A new kind of ‘liar’ puzzle using Freestyle chess

By permission of Vierrae (Katerina Suvorova), source

Raymond Smullyan is probably the world’s greatest expert on the logic of lying and the logic of chess. He is still writing books well into his 10th decade. Last year he published a new textbook, A Beginner’s Guide to Mathematical Logic, and in 2013 a new puzzle book named for Kurt Gödel. His 1979 book The Chess Mysteries of Sherlock Holmes introduced retrograde analysis—taking back moves from positions to tell how they could possibly have arisen—to a wide public.

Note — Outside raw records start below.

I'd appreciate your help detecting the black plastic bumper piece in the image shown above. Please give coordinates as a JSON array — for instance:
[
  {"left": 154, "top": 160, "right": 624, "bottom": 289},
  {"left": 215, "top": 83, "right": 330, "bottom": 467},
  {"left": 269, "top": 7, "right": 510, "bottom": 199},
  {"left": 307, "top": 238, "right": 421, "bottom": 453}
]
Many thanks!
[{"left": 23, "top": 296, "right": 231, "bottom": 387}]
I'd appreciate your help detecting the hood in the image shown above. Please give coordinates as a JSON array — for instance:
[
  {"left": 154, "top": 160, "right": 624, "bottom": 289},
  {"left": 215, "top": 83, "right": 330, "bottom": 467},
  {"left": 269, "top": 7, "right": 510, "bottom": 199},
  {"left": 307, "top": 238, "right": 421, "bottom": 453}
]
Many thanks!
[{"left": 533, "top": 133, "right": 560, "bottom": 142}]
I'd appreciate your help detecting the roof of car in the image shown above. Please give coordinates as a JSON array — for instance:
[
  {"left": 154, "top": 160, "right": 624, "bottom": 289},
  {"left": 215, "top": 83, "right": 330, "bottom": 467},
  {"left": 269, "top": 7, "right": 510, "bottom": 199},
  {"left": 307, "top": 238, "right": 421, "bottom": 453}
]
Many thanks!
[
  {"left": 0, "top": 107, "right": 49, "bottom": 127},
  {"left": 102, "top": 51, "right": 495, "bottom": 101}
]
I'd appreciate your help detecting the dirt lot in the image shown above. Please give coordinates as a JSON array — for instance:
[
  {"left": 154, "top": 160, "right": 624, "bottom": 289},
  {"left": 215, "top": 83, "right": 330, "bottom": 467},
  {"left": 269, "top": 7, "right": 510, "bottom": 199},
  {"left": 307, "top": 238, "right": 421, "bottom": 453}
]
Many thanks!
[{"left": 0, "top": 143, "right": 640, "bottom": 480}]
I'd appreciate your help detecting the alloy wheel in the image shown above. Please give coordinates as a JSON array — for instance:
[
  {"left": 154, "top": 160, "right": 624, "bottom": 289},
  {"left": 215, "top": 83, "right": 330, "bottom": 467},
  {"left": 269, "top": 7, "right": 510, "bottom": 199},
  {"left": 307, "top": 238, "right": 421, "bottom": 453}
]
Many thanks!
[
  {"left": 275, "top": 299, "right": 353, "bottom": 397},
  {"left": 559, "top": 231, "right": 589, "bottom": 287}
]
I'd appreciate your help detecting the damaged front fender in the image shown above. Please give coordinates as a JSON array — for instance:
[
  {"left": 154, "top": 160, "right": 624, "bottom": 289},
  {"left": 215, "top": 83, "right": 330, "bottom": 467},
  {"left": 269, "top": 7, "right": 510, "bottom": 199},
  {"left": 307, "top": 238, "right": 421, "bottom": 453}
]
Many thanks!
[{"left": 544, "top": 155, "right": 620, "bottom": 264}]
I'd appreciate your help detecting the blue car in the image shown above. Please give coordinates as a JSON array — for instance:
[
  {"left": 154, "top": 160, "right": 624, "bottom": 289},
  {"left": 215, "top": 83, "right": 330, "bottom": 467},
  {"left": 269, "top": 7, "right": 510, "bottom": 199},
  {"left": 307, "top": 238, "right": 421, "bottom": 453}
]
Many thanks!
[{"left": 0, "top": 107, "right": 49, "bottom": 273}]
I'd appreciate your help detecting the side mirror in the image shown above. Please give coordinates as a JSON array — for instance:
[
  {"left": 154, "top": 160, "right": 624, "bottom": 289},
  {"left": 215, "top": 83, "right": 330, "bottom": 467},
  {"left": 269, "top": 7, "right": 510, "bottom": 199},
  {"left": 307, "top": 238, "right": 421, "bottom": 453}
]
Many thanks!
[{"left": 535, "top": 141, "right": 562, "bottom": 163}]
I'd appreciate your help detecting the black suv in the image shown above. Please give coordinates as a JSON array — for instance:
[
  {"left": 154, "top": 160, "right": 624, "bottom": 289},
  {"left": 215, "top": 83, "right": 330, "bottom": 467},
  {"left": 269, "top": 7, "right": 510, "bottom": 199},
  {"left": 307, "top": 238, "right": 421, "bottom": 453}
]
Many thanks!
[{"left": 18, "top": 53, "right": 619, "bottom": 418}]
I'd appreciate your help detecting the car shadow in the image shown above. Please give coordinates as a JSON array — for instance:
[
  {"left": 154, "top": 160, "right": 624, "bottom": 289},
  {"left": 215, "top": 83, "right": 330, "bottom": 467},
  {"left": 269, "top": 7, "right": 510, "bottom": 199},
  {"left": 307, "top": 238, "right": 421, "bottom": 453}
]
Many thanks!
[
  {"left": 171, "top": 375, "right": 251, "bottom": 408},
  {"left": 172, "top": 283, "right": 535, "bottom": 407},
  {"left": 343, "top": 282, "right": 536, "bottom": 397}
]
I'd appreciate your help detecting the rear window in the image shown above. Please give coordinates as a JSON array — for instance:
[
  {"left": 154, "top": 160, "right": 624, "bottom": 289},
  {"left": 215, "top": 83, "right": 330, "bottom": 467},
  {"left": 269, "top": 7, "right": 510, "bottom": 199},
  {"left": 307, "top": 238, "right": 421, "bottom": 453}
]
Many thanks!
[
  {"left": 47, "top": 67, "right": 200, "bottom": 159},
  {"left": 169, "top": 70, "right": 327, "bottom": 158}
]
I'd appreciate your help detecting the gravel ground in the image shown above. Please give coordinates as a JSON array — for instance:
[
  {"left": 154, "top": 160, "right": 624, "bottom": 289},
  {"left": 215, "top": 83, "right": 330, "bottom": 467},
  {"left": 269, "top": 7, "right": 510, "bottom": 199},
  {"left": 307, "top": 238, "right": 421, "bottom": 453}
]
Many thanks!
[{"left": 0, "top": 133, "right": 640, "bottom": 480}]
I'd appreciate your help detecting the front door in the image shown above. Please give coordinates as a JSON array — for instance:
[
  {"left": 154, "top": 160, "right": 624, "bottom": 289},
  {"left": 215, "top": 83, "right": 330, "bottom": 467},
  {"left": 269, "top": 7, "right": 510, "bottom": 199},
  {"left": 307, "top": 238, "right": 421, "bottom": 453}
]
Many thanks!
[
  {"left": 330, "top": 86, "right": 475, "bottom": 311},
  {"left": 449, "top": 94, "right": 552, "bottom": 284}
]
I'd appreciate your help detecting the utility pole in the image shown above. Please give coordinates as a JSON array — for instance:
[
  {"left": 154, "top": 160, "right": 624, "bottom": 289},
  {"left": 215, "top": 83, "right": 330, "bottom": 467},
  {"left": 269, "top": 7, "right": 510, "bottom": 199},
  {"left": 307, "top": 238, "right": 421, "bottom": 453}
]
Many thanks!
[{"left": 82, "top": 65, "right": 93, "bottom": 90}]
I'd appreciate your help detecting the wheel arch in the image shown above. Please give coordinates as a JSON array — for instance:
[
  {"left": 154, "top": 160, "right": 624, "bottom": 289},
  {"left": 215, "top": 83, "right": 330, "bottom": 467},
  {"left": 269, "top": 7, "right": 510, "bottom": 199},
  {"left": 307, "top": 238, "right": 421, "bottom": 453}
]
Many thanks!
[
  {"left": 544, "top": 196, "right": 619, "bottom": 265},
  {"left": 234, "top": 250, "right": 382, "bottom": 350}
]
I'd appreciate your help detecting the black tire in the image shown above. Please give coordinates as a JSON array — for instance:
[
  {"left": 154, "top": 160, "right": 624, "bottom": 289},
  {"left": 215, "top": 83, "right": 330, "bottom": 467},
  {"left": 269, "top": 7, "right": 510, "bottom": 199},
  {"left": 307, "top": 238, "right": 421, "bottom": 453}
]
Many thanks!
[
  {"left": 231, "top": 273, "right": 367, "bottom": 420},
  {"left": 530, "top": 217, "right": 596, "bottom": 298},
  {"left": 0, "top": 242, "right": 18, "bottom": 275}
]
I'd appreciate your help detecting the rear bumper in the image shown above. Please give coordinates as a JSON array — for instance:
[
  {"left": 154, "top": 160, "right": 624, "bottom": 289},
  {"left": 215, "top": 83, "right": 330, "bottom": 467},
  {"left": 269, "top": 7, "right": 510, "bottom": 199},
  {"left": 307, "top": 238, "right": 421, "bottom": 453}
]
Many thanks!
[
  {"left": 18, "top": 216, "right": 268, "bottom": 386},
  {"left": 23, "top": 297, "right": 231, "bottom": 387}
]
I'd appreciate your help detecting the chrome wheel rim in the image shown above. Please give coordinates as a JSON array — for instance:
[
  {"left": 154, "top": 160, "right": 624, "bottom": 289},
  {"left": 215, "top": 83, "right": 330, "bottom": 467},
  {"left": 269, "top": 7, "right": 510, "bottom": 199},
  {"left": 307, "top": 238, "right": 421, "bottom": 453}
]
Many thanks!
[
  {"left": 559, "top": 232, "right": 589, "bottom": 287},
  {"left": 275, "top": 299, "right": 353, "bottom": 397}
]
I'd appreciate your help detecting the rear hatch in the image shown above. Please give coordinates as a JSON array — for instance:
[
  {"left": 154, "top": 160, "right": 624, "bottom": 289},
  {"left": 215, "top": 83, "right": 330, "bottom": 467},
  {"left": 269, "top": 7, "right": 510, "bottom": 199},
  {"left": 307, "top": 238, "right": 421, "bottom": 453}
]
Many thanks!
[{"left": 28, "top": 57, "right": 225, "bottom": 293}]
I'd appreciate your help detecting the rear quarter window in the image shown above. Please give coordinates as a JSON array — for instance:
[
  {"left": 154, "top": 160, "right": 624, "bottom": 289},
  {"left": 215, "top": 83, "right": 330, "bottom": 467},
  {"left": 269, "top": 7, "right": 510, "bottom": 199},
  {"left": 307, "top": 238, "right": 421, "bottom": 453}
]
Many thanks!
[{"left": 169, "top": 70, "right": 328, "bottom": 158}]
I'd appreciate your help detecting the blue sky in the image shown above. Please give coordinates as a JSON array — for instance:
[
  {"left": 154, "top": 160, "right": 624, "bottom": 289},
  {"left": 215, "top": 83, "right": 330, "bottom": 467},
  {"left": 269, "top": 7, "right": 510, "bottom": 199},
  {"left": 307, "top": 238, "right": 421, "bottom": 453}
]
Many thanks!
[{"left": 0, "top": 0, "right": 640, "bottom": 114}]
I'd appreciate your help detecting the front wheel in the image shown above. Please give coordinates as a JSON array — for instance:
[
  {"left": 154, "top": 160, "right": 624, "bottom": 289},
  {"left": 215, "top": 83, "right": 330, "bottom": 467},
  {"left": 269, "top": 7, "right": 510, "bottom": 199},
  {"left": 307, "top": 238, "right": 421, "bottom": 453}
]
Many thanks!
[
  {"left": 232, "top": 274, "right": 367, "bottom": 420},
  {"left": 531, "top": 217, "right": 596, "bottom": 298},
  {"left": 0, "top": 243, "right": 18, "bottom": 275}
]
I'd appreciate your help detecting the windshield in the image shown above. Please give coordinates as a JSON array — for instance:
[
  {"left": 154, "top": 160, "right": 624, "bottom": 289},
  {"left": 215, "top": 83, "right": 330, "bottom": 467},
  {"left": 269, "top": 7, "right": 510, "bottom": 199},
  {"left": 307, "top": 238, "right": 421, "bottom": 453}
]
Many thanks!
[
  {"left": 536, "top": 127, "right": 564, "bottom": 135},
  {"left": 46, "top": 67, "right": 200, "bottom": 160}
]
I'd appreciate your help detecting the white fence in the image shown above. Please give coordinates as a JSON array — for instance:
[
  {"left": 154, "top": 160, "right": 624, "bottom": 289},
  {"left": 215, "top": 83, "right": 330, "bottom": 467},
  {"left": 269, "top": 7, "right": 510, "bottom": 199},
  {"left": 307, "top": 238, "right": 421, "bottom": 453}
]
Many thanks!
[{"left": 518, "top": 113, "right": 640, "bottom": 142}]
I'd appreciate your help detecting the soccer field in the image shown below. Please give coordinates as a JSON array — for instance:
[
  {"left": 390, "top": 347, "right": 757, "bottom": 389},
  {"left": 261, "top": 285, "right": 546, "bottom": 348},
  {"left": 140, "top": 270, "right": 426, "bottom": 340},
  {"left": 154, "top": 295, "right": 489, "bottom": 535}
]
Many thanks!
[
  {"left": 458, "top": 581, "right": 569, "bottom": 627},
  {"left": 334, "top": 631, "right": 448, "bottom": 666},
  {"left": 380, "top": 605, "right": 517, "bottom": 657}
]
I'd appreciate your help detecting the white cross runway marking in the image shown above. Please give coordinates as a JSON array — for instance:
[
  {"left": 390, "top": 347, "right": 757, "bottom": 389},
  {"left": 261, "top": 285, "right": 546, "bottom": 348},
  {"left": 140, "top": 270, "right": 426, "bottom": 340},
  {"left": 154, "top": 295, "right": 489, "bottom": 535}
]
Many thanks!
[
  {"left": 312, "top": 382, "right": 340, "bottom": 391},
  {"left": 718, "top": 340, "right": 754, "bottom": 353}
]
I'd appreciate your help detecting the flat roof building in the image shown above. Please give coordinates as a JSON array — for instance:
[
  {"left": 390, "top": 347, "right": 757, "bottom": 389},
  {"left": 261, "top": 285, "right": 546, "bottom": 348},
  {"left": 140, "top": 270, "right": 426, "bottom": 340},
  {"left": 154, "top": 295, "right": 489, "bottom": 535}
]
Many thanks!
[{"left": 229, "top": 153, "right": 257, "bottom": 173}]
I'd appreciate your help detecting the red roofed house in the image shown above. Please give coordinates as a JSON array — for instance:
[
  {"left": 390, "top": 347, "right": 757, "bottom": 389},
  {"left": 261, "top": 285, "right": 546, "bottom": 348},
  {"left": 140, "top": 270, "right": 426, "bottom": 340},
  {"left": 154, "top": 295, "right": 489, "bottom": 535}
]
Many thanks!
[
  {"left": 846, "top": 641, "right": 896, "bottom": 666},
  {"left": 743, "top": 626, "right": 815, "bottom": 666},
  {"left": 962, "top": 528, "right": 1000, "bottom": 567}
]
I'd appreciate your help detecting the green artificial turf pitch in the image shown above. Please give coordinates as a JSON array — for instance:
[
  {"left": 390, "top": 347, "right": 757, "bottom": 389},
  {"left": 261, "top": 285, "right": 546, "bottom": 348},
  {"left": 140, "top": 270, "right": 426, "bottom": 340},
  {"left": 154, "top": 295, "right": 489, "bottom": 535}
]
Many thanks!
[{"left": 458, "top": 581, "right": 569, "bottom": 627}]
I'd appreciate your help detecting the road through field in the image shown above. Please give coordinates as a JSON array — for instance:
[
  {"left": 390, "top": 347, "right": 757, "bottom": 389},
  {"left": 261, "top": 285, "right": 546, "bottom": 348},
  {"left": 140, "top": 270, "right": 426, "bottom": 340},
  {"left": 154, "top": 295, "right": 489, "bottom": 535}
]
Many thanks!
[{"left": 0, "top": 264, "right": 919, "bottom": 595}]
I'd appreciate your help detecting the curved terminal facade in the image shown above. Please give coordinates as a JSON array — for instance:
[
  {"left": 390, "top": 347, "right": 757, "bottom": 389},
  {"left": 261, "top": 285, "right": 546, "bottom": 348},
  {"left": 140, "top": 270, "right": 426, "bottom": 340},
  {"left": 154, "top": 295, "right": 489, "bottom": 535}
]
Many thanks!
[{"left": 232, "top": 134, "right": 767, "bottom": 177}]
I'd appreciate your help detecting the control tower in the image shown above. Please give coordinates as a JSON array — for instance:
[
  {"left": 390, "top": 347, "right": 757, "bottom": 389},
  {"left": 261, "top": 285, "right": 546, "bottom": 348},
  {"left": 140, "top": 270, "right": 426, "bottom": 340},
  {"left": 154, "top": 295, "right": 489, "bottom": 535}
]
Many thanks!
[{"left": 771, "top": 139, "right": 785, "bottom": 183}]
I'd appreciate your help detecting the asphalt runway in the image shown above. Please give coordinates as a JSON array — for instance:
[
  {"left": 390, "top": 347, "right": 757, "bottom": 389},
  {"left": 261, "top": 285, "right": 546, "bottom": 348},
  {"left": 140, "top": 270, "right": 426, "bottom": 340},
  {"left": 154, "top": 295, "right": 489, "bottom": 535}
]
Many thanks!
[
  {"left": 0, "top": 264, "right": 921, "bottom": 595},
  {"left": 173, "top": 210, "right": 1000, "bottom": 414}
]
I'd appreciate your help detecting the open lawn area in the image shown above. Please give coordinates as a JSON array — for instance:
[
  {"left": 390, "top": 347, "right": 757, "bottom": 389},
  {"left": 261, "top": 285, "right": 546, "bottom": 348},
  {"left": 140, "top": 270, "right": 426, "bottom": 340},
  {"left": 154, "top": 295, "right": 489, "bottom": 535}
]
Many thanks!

Today Ken and I wish to talk about whether we can ever play perfect chess—or at least better chess than any one chess program—by combining output from multiple programs that sometimes might “lie.”

We will start with Smullyan-style puzzles today, but they are prompted by an amazing and serious fact. Even though human players have been outclassed by computers for over a decade, humans judging between multiple programs have been able to beat those programs playing alone. This happens even when the human player is far from being a master—someone who would get crushed in minutes by programs available on smartphones. We want to know, how can this be?

By coincidence, yesterday’s New York Times Magazine has a feature on Terry Tao that likens discovering and proving theorems to “playing chess with the devil”—quoting Charles Fefferman:

The devil is vastly superior at chess, but […] you may take back as many moves as you like, and the devil may not. … If you are sufficiently wily, you will eventually discover a move that forces the devil to shift strategy; you still lose, but—aha!—you have your first clue.

On this blog we have previously likened perfect programs to “playing chess against God”—this was quoting Ken Thompson about endgames where perfect tables have been computed. Since the programs we consider here occasionally err—one can say lie—we will reserve the “devil” term in yesterday’s Times for them.

Freestyle Chess

We, that is I and my Tech colleague Dr. Kathryn Farley, just visited Ken at his home base in Buffalo and had a great time. Of course the weather up there is near perfect this time of year and his family was wonderful to us. Plus we got to visit Wegmans—our pick for the greatest supermarket chain in the world.

One afternoon I was honored to sit in on a video conference in which Ken presented some of his research on using computer programs to evaluate the play of humans. Joining him via the Internet were two experts in so-called freestyle chess where humans are allowed access to multiple chess programs during a game. One-on-one the programs totally dominate the humans—even on laptops programs such as Stockfish and Komodo have Elo ratings well above 3100 whereas the best humans struggle to reach even 2900—but the human+computer “Centaurs” had better results than the computers alone. In the audience were representatives of defense and industrial systems that involve humans and computers.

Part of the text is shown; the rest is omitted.